Compile with -O2 -fno-strict-aliasing and we get something different:

    mov     DWORD PTR [rdi], 1
    mov     eax, 1

Ah ha! By default, when GCC gets to use the powers granted to it by the standard, it can assume that short writes have no effect on unsigned reads, but -fno-strict-aliasing tells GCC to forget about that part of the standard.

GCC is organized as optimization passes and separate passes don’t necessarily share information.
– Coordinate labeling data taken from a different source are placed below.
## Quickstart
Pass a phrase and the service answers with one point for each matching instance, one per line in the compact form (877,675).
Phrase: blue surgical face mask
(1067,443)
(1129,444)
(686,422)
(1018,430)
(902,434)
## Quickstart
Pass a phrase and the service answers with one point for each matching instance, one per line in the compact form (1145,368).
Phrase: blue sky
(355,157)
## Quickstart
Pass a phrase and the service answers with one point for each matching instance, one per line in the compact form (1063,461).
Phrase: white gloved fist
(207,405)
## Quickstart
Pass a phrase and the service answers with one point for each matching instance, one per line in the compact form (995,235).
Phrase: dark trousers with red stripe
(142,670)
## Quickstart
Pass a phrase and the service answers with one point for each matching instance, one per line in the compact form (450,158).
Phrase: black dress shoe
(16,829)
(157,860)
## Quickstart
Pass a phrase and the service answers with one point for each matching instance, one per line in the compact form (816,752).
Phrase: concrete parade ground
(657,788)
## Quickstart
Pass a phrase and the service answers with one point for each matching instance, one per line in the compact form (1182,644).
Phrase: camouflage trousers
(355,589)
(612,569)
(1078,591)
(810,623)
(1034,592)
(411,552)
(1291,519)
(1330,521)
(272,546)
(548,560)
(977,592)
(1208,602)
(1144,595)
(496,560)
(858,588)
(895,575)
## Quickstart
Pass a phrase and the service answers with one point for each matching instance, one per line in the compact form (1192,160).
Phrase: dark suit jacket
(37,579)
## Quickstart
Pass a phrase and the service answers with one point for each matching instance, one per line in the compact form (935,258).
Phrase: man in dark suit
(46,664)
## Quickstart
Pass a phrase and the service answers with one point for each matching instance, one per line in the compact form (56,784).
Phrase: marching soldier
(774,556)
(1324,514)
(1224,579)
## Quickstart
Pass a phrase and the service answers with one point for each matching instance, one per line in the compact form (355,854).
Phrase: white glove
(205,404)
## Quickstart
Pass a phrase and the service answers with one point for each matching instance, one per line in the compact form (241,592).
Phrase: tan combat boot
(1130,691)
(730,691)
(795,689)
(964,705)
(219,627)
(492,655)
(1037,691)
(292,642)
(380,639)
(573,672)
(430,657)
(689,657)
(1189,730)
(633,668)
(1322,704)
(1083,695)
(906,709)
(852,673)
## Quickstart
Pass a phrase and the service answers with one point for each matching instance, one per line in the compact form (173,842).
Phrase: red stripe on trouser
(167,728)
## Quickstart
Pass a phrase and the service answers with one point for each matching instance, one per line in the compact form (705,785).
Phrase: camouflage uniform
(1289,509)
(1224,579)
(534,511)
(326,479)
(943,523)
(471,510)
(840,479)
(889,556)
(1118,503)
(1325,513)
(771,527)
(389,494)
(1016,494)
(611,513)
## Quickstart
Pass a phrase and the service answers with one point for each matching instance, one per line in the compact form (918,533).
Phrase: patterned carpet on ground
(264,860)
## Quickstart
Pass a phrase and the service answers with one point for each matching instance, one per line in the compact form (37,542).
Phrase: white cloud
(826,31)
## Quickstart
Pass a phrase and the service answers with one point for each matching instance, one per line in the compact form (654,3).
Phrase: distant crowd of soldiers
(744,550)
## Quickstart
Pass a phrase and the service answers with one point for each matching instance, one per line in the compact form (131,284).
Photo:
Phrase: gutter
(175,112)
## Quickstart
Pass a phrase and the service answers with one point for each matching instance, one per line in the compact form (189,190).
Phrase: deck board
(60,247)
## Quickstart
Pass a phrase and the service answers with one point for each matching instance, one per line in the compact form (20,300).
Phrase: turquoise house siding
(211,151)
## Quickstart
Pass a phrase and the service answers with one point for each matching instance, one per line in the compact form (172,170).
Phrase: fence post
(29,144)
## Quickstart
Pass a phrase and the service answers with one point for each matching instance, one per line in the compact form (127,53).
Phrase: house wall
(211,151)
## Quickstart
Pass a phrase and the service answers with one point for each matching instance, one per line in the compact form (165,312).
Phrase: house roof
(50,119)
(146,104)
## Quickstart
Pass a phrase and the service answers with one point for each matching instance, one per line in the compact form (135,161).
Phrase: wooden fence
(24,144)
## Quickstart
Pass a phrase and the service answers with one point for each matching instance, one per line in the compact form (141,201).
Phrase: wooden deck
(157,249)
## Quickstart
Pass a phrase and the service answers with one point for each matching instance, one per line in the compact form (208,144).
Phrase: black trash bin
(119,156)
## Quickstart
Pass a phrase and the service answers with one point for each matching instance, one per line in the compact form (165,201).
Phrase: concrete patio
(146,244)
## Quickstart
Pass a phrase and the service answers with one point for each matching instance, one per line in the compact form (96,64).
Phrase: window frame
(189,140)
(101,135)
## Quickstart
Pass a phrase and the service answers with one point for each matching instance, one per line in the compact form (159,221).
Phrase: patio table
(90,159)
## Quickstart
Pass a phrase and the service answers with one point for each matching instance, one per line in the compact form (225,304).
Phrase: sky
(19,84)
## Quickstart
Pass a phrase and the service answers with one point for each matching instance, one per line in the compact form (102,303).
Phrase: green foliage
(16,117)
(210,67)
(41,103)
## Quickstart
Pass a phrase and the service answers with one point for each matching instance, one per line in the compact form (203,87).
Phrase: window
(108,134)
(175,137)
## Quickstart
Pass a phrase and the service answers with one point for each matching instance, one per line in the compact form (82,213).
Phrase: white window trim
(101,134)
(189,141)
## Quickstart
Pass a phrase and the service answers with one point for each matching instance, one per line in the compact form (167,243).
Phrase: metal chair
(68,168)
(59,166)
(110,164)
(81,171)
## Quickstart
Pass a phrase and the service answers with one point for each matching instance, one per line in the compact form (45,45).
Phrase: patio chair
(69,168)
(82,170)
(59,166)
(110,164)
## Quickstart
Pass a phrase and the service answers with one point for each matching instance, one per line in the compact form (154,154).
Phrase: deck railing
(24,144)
The strange inconsistency we saw when we compiled with default options is likely a result of this – the mov and the xor are likely coming from two separate parts of the compiler that don’t share the same understanding of our program.
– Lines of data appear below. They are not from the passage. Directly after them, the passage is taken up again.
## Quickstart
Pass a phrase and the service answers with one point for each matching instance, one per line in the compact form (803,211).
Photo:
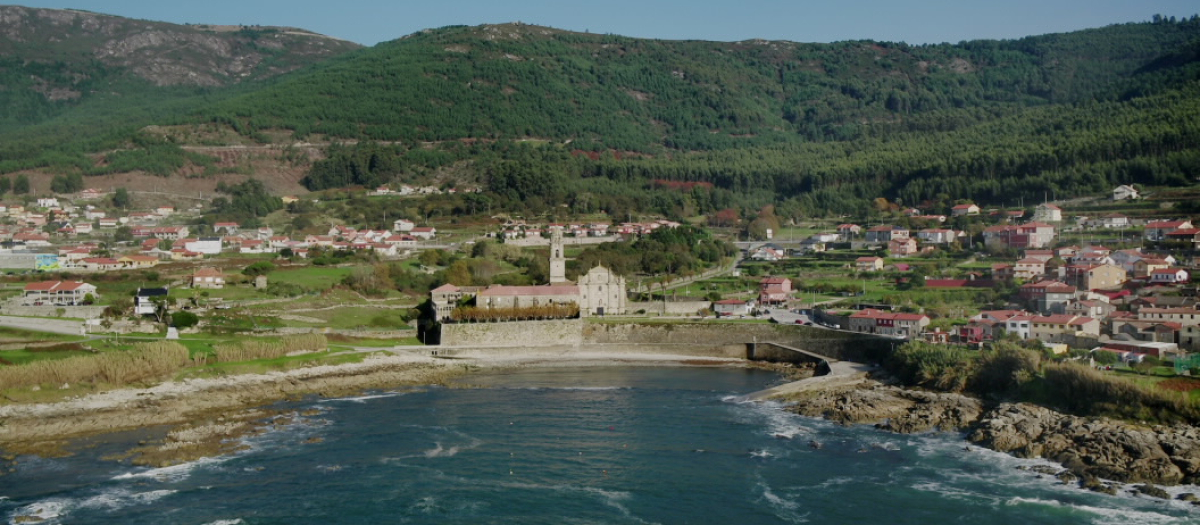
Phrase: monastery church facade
(598,293)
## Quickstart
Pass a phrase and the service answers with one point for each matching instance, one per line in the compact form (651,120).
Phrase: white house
(1169,276)
(208,246)
(425,233)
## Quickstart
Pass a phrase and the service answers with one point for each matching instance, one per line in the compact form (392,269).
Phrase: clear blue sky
(369,22)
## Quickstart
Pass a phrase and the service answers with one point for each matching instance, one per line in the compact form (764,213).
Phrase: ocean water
(569,446)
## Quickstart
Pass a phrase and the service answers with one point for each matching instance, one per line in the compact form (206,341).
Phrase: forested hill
(611,92)
(544,118)
(58,61)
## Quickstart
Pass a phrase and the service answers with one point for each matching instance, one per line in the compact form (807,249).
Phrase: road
(43,325)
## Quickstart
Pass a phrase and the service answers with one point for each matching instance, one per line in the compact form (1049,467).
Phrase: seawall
(714,339)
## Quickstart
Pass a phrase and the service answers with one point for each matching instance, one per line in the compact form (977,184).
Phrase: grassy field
(312,277)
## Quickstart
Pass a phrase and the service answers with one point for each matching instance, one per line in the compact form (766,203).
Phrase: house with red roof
(964,210)
(1169,276)
(869,264)
(58,293)
(207,277)
(1157,230)
(888,324)
(1062,329)
(774,290)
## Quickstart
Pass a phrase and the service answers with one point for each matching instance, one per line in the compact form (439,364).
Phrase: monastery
(598,293)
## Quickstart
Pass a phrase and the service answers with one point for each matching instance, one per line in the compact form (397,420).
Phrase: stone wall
(78,312)
(670,308)
(519,333)
(702,338)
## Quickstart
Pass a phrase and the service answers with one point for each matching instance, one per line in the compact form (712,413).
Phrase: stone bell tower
(557,260)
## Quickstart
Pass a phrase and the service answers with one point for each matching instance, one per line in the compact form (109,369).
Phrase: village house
(144,300)
(207,277)
(901,247)
(886,233)
(58,293)
(1048,296)
(1169,276)
(1111,221)
(768,253)
(964,210)
(1062,329)
(208,246)
(1157,230)
(1098,277)
(1048,213)
(937,236)
(1030,269)
(888,324)
(847,231)
(425,233)
(1147,265)
(1031,235)
(869,264)
(138,261)
(774,290)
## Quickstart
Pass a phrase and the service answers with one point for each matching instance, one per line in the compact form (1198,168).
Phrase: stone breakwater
(1092,451)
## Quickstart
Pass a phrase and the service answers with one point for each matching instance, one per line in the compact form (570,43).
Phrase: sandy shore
(207,412)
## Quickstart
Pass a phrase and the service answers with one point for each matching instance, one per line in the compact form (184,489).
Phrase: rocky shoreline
(207,417)
(1097,453)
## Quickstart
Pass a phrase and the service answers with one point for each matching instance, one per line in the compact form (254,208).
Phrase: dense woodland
(541,118)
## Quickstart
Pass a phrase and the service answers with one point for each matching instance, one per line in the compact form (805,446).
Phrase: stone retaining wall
(517,333)
(725,339)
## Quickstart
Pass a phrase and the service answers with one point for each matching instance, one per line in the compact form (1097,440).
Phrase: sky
(916,22)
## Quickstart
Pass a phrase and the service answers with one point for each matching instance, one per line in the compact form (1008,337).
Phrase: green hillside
(544,118)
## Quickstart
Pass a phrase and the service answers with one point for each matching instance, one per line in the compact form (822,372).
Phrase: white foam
(1108,516)
(41,511)
(439,452)
(363,398)
(785,508)
(169,474)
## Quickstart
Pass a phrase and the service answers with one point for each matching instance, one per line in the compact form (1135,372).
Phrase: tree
(21,186)
(121,198)
(123,234)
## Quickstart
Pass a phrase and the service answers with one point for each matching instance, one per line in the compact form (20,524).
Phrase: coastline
(203,416)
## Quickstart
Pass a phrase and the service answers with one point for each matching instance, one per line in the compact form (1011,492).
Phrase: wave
(363,398)
(54,510)
(169,474)
(1115,516)
(786,510)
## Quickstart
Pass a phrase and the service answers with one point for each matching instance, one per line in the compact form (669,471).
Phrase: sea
(635,445)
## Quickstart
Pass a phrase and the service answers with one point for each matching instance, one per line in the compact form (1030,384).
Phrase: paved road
(43,325)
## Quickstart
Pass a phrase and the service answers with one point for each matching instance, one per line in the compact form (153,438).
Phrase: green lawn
(312,277)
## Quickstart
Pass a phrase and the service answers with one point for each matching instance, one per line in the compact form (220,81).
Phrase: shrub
(251,350)
(145,361)
(184,319)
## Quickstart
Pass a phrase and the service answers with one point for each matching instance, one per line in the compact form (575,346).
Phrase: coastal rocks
(891,408)
(1093,448)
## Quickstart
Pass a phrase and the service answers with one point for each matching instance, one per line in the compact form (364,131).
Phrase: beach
(202,417)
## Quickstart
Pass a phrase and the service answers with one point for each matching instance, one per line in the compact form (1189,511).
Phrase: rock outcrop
(1091,450)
The bug reporting guide for GCC has a section about -fno-strict-aliasing, perhaps because many people have been surprised by this optimization:

To disable optimizations based on alias-analysis for faulty legacy code, the option -fno-strict-aliasing can be used as a work-around.

Oof. Okay GCC, type-based alias analysis is great and useful, but no need to judge this hard.

Snap back to reality

Let’s go look at a practical example in CRuby where we did not follow the rules. If you’d like to follow along, you can grab this commit and build with the following commands:

$ ./
$ ./configure cflags=-flto LDFLAGS=-flto
$ make -j8 miniruby

I’ll be using GCC 11.2.0 on a GNU/Linux distribution.
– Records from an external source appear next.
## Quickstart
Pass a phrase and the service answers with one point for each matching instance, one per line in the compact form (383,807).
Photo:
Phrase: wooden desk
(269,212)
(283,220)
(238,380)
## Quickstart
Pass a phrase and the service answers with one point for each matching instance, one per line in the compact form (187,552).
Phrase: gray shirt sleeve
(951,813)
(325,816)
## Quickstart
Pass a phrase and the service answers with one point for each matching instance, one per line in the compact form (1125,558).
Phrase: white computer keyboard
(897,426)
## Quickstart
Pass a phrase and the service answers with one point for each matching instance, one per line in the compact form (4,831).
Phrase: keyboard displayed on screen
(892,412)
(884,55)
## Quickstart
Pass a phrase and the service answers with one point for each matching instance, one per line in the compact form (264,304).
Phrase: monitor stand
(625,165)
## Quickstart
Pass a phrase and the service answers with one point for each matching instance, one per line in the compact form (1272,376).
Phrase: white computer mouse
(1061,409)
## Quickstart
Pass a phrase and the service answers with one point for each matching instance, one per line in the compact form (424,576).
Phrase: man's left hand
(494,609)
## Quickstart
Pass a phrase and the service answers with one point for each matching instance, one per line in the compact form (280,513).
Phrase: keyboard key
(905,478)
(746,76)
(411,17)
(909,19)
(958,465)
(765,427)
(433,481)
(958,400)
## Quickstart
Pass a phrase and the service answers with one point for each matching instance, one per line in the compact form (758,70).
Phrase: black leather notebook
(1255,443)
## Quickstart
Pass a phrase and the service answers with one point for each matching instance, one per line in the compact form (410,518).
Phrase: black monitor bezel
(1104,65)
This example has to do with an output parameter, where we expect a function to do a write using the out parameter before returning. The call site looks like this:

typedef unsigned long VALUE;
typedef unsigned long ID;
typedef struct st_table st_table;

int rb_id_table_lookup(struct rb_id_table *tbl, ID id, VALUE *valp);
//                                                            ^^^^
//                                                  out param of interest

do_lookup(struct rb_id_table *const_cache, ID id)
    st_table *ics;

    if (rb_id_table_lookup(constant_cache, id, (VALUE *) &ics)) {
        // successful lookup
        st_foreach(ics, iterator_fn, 0);

When rb_id_table_lookup() returns 1, it indicates that it has written through valp:

//... inside rb_id_table_lookup()
if (index >= 0) {
    *valp = tbl->items[index].val;
    return TRUE;
else {
    return FALSE;

Let’s focus on the code path where the lookup succeeds and break it down into a sequence of accesses by type:

  1. write unsigned long aka VALUE through valp
  2. read st_table * using the ics local variable

Uh oh, unsigned long and st_table * are distinct types, so by the aliasing rules the compiler is free to assume that the two accesses have no relation. If it decides to reorder and do the read before the write, that would betray our intention – we want to make use of the output from the successful lookup so we always want the write to happen first!

Does GCC tell us anything about this mismatch between our intention and what we wrote? Why yes:

vm_method.c:146:9: warning: ‘ics’ may be used uninitialized [-Wmaybe-uninitialized]
  146 |         st_foreach(ics, rb_clear_constant_cache_for_id_i, (st_data_t) NULL);
      |         ^
class.c: In function ‘clear_constant_cache_i’:
vm_method.c:143:15: note: ‘ics’ declared here
  143 |     st_table *ics;
      |               ^

That’s a bit of a strange warning to get if you expect accesses to happen in source code order. I suspect what has happened under the hood is that GCC considered putting the read before the write and while evaluating that schedule GCC detects that it reads from an uninitialized variable. I think GCC only sees this read-before-write schedule when interpreting the aliasing rules strictly because adding -fno-strict-aliasing makes the warning disappear.

The fix for this issue makes the code write and read through the same type. If you’re in the mood for an exercise, you can imagine what the code change looks like before looking at the patch.


This post tries to build intuition for spotting strict aliasing issues. The analysis I showed involves distilling the program under review into accesses by type, sort of like taking a projection of it. The CRuby example is interprocedural and to get all the requisite information for our analysis we needed to reference two functions in separate files. Similarly, GCC issues a warning about the code only when we build with link time optimization, where it can reason about the two functions in separate translation units together.

Have fun coding in ISO C and be careful casting pointers!